Su questo tutte le femministe stanno spendendo fiumi di parole, per spiegare alle menti ottuse la cosa ovvia: nessuno va a contestare il fatto che li uomini al potere siano o meno competenti. E che non si vuole una Presidentessa della Repubblica incompetente. E che se veramente venisse eletta una donna -cosa che dubito fortemente, visto che siamo ancora indietro con i tempi – non vorrei essere nei suoi panni, con tutti i riflettori puntati addosso in quanto donna. Perché come tutte le donne che ottengono un ruolo di potere, un incarico importante, un ruolo dirigenziale, dovrà dimostrare fino allo sfinimento di esserne degna, a differenza di qualsiasi maschio che si definisce degno a prescindere. E poi, diciamocelo: come farebbe con i figli?
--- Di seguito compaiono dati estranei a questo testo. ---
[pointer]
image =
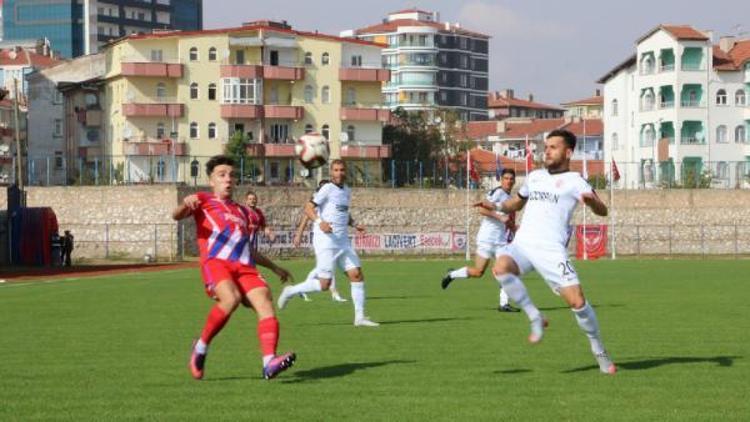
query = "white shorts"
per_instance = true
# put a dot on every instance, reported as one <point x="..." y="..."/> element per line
<point x="550" y="261"/>
<point x="326" y="260"/>
<point x="488" y="250"/>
Sono ancora troppo pessimista sul fatto che possa esserci una svolta così importante come una Presidentessa della Repubblica, e sono così pessimista che penso che se ci fosse sarebbe un contentino che non si ripeterebbe poi per i secoli a venire.
Però sarebbe bellissimo se succedesse. immagino le bambine che la vedrebbero parlare alla nazione a nome di tutti gli italiani, a nome di tutte le italiane, e finalmente queste bambine potrebbero intuire che si può avere per modello di vita una donna, che l’insegnamento più importante può arrivare da una donna, che la carica più importante può ricoprirla una donna. Sarebbe davvero un bel esempio per le nuove generazioni. Anche per i bambini maschi, che si abituerebbero a vedere una carica istituzionale ricoperta da una donna. Un vero ribaltamento dei ruoli di genere. Che sono essi il male.